Kelompok peretas yang terafiliasi dengan Korea Utara dilaporkan telah mengembangkan taktik serangan siber yang kian canggih dengan menargetkan alat pengembang perangkat lunak populer, Visual Studio Code (VS Code). Dalam kampanye serangan terbaru, para peretas menyisipkan skrip berbahaya ke dalam ekstensi VS Code yang menyamar sebagai layanan resmi Google. Tujuannya adalah untuk melakukan eksfiltrasi data secara diam-diam dari sistem pengembang yang menjadi target.

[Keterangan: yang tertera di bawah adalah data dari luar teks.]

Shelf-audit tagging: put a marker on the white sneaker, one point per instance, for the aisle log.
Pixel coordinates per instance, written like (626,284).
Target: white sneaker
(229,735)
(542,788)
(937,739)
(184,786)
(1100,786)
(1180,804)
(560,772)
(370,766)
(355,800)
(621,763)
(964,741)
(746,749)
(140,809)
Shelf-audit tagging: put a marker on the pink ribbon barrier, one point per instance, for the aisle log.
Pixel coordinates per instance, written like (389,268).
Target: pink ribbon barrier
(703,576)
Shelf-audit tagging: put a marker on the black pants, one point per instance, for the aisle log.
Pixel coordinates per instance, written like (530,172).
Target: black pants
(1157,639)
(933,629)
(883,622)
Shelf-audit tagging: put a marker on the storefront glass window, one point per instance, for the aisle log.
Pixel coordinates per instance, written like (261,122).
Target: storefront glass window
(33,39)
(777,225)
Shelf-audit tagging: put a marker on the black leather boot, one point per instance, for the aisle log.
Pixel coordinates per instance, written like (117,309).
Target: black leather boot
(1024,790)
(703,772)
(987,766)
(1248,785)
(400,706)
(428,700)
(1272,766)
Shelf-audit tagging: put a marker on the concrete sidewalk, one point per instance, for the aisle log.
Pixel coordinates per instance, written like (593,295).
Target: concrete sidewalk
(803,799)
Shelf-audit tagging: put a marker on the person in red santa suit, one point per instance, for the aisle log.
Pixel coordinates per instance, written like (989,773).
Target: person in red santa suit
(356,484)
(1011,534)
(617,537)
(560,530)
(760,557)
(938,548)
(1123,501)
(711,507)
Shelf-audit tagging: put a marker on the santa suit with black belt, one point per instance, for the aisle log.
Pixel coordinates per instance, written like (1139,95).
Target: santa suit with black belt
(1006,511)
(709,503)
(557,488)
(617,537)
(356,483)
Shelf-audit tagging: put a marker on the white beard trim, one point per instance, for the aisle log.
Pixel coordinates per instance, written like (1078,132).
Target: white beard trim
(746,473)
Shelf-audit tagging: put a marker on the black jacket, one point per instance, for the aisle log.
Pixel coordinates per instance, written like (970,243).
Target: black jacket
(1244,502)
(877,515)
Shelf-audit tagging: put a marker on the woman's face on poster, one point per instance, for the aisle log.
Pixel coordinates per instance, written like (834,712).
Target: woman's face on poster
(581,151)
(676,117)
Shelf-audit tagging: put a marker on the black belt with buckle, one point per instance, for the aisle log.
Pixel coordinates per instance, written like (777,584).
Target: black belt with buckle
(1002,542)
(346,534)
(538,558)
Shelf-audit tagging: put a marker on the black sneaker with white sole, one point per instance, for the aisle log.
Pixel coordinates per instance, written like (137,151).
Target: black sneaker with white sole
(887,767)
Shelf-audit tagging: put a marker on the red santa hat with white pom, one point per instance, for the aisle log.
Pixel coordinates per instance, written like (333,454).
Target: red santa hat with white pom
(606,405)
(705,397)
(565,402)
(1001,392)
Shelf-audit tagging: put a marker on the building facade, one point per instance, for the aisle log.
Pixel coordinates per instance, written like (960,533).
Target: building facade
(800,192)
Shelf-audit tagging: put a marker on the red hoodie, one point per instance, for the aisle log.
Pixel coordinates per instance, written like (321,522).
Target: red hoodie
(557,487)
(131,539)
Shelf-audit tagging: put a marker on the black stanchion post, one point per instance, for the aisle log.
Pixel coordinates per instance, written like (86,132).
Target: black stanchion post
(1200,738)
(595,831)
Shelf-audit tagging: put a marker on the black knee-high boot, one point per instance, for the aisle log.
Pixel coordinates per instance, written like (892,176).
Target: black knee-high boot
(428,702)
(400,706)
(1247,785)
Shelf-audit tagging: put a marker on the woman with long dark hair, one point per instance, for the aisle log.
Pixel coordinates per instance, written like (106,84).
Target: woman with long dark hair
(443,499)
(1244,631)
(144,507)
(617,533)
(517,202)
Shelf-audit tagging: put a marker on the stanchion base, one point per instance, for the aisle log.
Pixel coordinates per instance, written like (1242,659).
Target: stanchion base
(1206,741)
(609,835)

Strategi infeksi yang digunakan bervariasi tergantung pada sistem operasi yang digunakan korban. Pada perangkat berbasis Windows, peretas memanfaatkan skrip VBScript dan file CMD untuk menyebarkan ekstensi berbahaya tersebut. Sementara itu, untuk pengguna sistem operasi Linux dan macOS, peretas menggunakan versi kustom dari kerangka kerja sumber terbuka (open-source) yang dikenal sebagai Overlord untuk menginfeksi target.
Setelah malware berhasil masuk ke dalam sistem, program tersebut akan menjalankan fungsi pengintaian (reconnaissance) secara menyeluruh. Malware ini dirancang untuk mencuri kredensial sensitif, termasuk data dari dompet mata uang kripto berbasis peramban serta informasi login dari berbagai aplikasi desktop yang tersimpan di komputer korban.
Yang mengkhawatirkan, operasi ini kini telah mengalami peningkatan skala melalui metode rekrutmen palsu yang bertema industri teknologi, alih-alih menggunakan pendekatan rekayasa sosial individual. Para aktor ancaman tidak hanya membatasi diri pada proyek VS Code, tetapi juga mulai memanipulasi paket npm, Git hooks, serta berbagai ekstensi berbahaya yang diunggah ke pasar aplikasi resmi untuk menghindari deteksi sistem keamanan endpoint.
Laporan menunjukkan bahwa taktik yang terus berkembang ini telah mengakibatkan kerugian finansial yang signifikan, dengan total pencurian mencapai jutaan dolar dalam bentuk mata uang kripto. Ribuan sistem pengembang di seluruh dunia dilaporkan telah berhasil dikompromikan oleh kelompok ini melalui eksploitasi alat pengembangan perangkat lunak yang dipercaya oleh komunitas IT.
Para ahli keamanan siber memperingatkan bahwa tren ini menandai pergeseran signifikan dalam metode serangan siber global. Dengan menyasar alat pengembangan yang rutin digunakan oleh para insinyur perangkat lunak, peretas berhasil menciptakan saluran distribusi malware yang sangat efektif dan sulit terdeteksi oleh perangkat lunak keamanan konvensional, sehingga menuntut kewaspadaan ekstra dari para profesional teknologi.